Cause 2 — Customer Events + theme.liquid both active
You set up a tracking pixel via Settings → Customer events. You also have the same pixel code in theme.liquid or via GTM. Both fire on storefront pages, and Customer Events also fires on checkout pages (which theme.liquid can’t reach).
Check: Settings → Customer events → look at which pixels are active. Compare against your theme.liquid and GTM container.
Fix: Use Customer Events only, remove the theme.liquid version. Or use GTM only and remove the Customer Events version.
Cause 3 — The “Additional scripts” field in Checkout settings
An old tracking snippet may be sitting in Settings → Checkout → “Additional scripts” field at the bottom. This field was the standard way to track purchases before Customer Events existed. If you’ve since set up Customer Events, the old snippet is now a duplicate.
Check: Settings → Checkout → scroll to the bottom → look for code in “Additional scripts”.
Fix: If Customer Events handles your conversion tracking, remove the old code from this field.
Cause 4 — Multiple GTM containers
Some stores have more than one GTM container installed (from different team members setting things up independently). Both contain purchase tracking tags.
Check: Open your storefront, right-click → View Page Source → search for GTM-. If you see multiple GTM container IDs, you have multiple containers.
Fix: Consolidate tracking into one GTM container, remove the other.
How to fix duplicate Meta Pixel events
- Decide on one installation method: the Facebook & Instagram app (recommended) OR a custom pixel in Customer Events OR manual GTM setup.
- Remove all other installations.
- Test using Meta Events Manager → Test Events.
- If events still fire twice, check the “Additional scripts” field in Checkout settings.
How to fix duplicate GA4 events
- Decide on one method: Shopify’s native GA4 integration (Online Store → Preferences → Google Analytics) OR a GTM GA4 tag.
- Do not use both simultaneously — this is the most common cause.
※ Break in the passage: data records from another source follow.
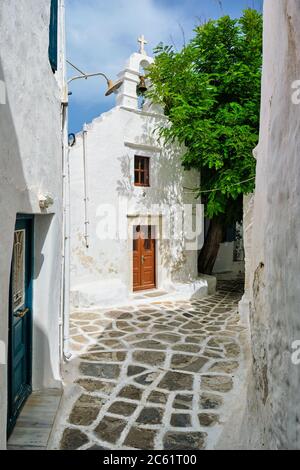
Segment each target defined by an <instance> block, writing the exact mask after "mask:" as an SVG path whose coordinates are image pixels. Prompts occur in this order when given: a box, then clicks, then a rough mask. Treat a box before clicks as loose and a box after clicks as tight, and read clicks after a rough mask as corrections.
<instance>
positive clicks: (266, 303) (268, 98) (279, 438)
mask: <svg viewBox="0 0 300 470" xmlns="http://www.w3.org/2000/svg"><path fill="white" fill-rule="evenodd" d="M264 22H265V28H264V65H263V84H262V109H261V131H260V142H259V146H258V148H257V180H256V193H255V198H254V209H253V211H254V212H253V227H252V241H251V260H250V261H249V260H248V262H247V271H248V273H247V281H246V282H247V288H248V286H250V300H251V308H250V310H251V312H250V324H251V344H252V356H253V365H252V373H251V377H250V381H249V389H248V416H247V419H246V421H245V423H246V426H245V434H244V437H245V446H246V447H248V448H252V449H253V448H267V449H296V448H298V449H299V448H300V404H299V385H300V367H299V366H296V365H293V363H292V359H291V355H292V343H293V342H294V341H296V340H299V339H300V314H299V305H300V289H299V268H300V252H299V244H300V217H299V214H300V178H299V175H300V158H299V154H300V153H299V152H300V108H299V106H300V105H296V104H293V102H292V93H293V90H292V83H293V82H294V81H295V80H299V79H300V2H299V1H298V0H266V1H265V5H264ZM246 256H247V255H246Z"/></svg>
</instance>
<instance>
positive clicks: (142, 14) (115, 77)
mask: <svg viewBox="0 0 300 470" xmlns="http://www.w3.org/2000/svg"><path fill="white" fill-rule="evenodd" d="M175 3H176V2H175ZM180 3H181V5H180ZM180 3H179V4H176V5H177V6H175V5H174V3H173V4H172V2H169V3H168V2H167V3H164V4H162V2H160V4H158V3H157V1H155V0H85V1H82V0H67V37H68V41H67V42H68V58H69V59H70V60H71V61H73V63H75V64H76V65H77V66H78V67H79V68H80V67H81V68H82V69H83V70H84V71H86V72H98V71H102V72H105V73H106V74H107V75H108V76H110V77H112V79H115V78H116V76H117V74H118V73H119V72H120V71H121V70H122V68H123V67H124V65H125V62H126V60H127V58H128V57H129V56H130V54H132V53H133V52H135V51H137V50H138V44H137V38H138V37H139V35H140V34H144V35H145V36H146V39H147V40H148V41H149V44H148V47H147V51H148V53H149V54H151V53H152V50H153V48H154V47H155V46H156V45H157V44H158V43H159V42H160V41H163V42H166V43H168V44H169V43H170V42H171V39H170V38H171V36H172V38H173V40H174V42H175V44H177V45H178V46H179V47H181V46H182V44H183V37H182V32H181V30H180V27H179V24H181V25H182V26H183V28H184V29H185V30H186V31H187V33H190V31H191V29H192V27H193V25H194V23H196V19H195V18H193V16H191V18H190V23H186V22H185V19H184V18H183V16H184V15H183V8H184V6H185V2H180ZM178 5H179V6H178ZM69 73H70V74H72V73H73V72H72V70H70V71H69ZM75 74H76V72H75ZM102 88H103V89H102ZM72 91H73V100H74V101H76V102H77V103H78V104H80V103H82V104H83V103H85V104H87V103H90V104H91V105H92V104H93V101H94V100H97V102H99V94H101V96H103V95H104V92H105V83H104V82H103V83H100V81H99V80H98V79H96V78H95V79H91V80H90V81H89V83H88V85H87V84H86V82H84V81H82V82H78V83H75V84H72ZM104 100H105V98H104V97H103V98H101V102H103V103H104Z"/></svg>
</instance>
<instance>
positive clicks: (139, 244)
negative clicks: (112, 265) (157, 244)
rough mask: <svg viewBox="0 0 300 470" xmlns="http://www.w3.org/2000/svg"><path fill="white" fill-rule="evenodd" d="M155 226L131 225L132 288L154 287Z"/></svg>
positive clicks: (154, 271)
mask: <svg viewBox="0 0 300 470" xmlns="http://www.w3.org/2000/svg"><path fill="white" fill-rule="evenodd" d="M155 248H156V243H155V227H152V226H150V225H145V226H141V225H138V226H135V227H133V290H134V291H135V292H136V291H143V290H150V289H155V288H156V256H155Z"/></svg>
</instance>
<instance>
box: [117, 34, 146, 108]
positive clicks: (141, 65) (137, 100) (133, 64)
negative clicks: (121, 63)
mask: <svg viewBox="0 0 300 470" xmlns="http://www.w3.org/2000/svg"><path fill="white" fill-rule="evenodd" d="M138 43H139V52H135V53H134V54H132V55H131V56H130V57H129V59H128V61H127V63H126V66H125V69H124V70H123V71H122V72H121V73H119V75H118V78H119V79H120V80H122V81H123V85H122V86H121V88H120V90H119V92H118V94H117V106H125V107H126V108H131V109H138V95H137V87H138V85H139V84H140V81H141V79H140V77H141V75H142V74H143V72H142V70H143V69H145V68H147V67H148V66H149V65H150V64H152V63H153V58H152V57H149V56H148V55H147V52H146V50H145V45H146V44H148V42H147V41H146V40H145V37H144V35H142V36H141V37H140V38H139V39H138Z"/></svg>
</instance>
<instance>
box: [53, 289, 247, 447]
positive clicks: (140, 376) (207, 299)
mask: <svg viewBox="0 0 300 470" xmlns="http://www.w3.org/2000/svg"><path fill="white" fill-rule="evenodd" d="M242 292H243V284H242V283H240V282H238V281H234V282H228V281H223V282H221V283H220V284H219V288H218V291H217V293H216V294H215V295H213V296H210V297H207V298H205V299H203V300H197V301H191V302H176V303H175V302H174V303H172V302H168V303H151V304H149V305H148V306H145V305H143V306H141V307H140V308H139V307H136V308H134V307H129V308H122V309H116V310H102V311H99V312H95V313H92V312H85V313H75V314H73V316H72V330H71V332H72V341H73V345H74V346H75V344H76V347H75V348H74V349H76V350H74V351H73V353H74V358H73V360H72V361H71V362H69V364H68V365H67V366H66V371H65V381H66V398H65V399H64V401H63V403H62V407H61V409H60V410H59V413H58V415H59V422H58V423H57V426H56V429H55V430H54V433H53V434H54V435H55V438H54V441H53V447H54V448H60V449H68V450H71V449H82V450H89V449H91V450H101V449H107V450H108V449H124V450H125V449H156V450H159V449H165V450H180V449H185V450H187V449H190V450H194V449H195V450H196V449H205V448H208V449H211V448H214V445H215V444H216V443H217V441H218V438H219V436H220V435H221V433H222V429H223V426H224V424H226V421H227V420H228V419H229V417H230V412H231V403H232V402H233V401H234V399H235V398H236V396H237V394H238V390H239V386H240V381H239V371H240V369H241V367H242V364H243V351H242V349H243V348H242V346H241V344H242V341H241V339H242V336H243V333H244V332H245V328H244V327H243V326H240V324H239V321H240V320H239V316H238V311H237V306H238V301H239V300H240V298H241V295H242ZM55 441H56V442H55Z"/></svg>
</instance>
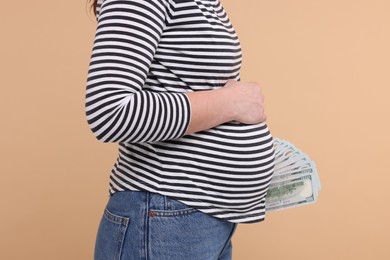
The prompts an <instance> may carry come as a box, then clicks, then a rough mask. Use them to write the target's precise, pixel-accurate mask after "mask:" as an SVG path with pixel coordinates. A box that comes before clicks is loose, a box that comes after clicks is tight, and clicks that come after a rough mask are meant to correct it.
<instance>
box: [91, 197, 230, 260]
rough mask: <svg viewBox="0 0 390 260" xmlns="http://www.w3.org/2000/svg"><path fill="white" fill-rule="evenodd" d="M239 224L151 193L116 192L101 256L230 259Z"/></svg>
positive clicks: (105, 257)
mask: <svg viewBox="0 0 390 260" xmlns="http://www.w3.org/2000/svg"><path fill="white" fill-rule="evenodd" d="M236 226H237V224H234V223H231V222H228V221H225V220H221V219H217V218H215V217H211V216H209V215H207V214H205V213H202V212H200V211H198V210H196V209H193V208H190V207H188V206H187V205H185V204H183V203H181V202H178V201H176V200H173V199H171V198H169V197H166V196H162V195H159V194H155V193H149V192H141V191H140V192H137V191H122V192H116V193H114V194H113V195H112V196H111V197H110V199H109V201H108V204H107V206H106V208H105V210H104V213H103V217H102V219H101V222H100V225H99V229H98V232H97V238H96V244H95V256H94V257H95V258H94V259H95V260H229V259H232V243H231V237H232V235H233V233H234V231H235V229H236Z"/></svg>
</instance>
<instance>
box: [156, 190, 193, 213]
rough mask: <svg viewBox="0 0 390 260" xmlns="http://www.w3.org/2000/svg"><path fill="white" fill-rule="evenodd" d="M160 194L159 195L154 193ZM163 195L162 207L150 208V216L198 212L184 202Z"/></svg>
mask: <svg viewBox="0 0 390 260" xmlns="http://www.w3.org/2000/svg"><path fill="white" fill-rule="evenodd" d="M154 196H160V195H154ZM164 197H165V203H164V204H165V206H161V207H164V209H162V208H156V209H154V208H151V210H150V212H149V216H151V217H182V216H186V215H190V214H193V213H196V212H198V210H196V209H194V208H191V207H189V206H187V205H186V204H184V203H182V202H180V201H178V200H175V199H172V198H170V197H166V196H164Z"/></svg>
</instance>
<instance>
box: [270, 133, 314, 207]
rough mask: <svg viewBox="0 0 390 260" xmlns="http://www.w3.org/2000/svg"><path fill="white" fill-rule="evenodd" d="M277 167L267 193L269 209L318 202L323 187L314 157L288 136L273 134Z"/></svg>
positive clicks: (292, 206)
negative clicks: (292, 140) (306, 151)
mask: <svg viewBox="0 0 390 260" xmlns="http://www.w3.org/2000/svg"><path fill="white" fill-rule="evenodd" d="M274 149H275V171H274V176H273V177H272V180H271V183H270V186H269V189H268V192H267V195H266V211H274V210H282V209H286V208H291V207H296V206H300V205H307V204H311V203H315V202H317V198H318V192H319V191H320V189H321V184H320V180H319V177H318V173H317V169H316V166H315V163H314V161H312V160H311V159H310V158H309V157H308V156H307V154H305V153H303V152H302V151H300V150H299V149H298V148H296V147H295V146H294V145H293V144H291V143H290V142H288V141H286V140H282V139H279V138H274Z"/></svg>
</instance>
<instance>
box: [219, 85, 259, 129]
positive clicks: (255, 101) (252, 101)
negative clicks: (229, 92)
mask: <svg viewBox="0 0 390 260" xmlns="http://www.w3.org/2000/svg"><path fill="white" fill-rule="evenodd" d="M223 90H224V91H226V92H230V95H231V100H232V102H233V103H232V105H233V111H235V116H234V117H235V118H234V120H236V121H238V122H240V123H243V124H256V123H260V122H263V121H265V120H266V115H265V113H264V95H263V93H262V91H261V87H260V85H259V84H257V83H255V82H240V81H236V80H229V81H228V82H227V83H226V84H225V86H224V88H223Z"/></svg>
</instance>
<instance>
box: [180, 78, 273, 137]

- Disable one. If using GTM, go to Online Store → Preferences and remove the Measurement ID. If using the native integration, pause your GTM GA4 tag.
- Test via GA4 DebugView.
Using GTM as a single source of truth
The cleanest long-term approach: install GTM once (in theme.liquid), and manage ALL tracking through GTM. No other tracking code lives anywhere else.
Benefits:
- Every tracking tag is visible in one place
- Easy to audit, add, or remove tags
- Reduces the risk of duplicates from team members adding code independently
- GTM’s Preview mode makes testing simple
With this approach, your Customer Events setup should be removed or limited to events GTM can’t reach (checkout page events on non-Plus plans).
Deduplication at the platform level
Some platforms have server-side deduplication if you’re using both browser pixels and server-side APIs. For Meta’s Conversion API, you can include an event_id parameter in both the browser pixel event and the CAPI event — Meta matches these and counts them as one conversion.
This is advanced setup, but worth knowing: deduplication at the platform level is a backup, not a solution to having redundant pixel code.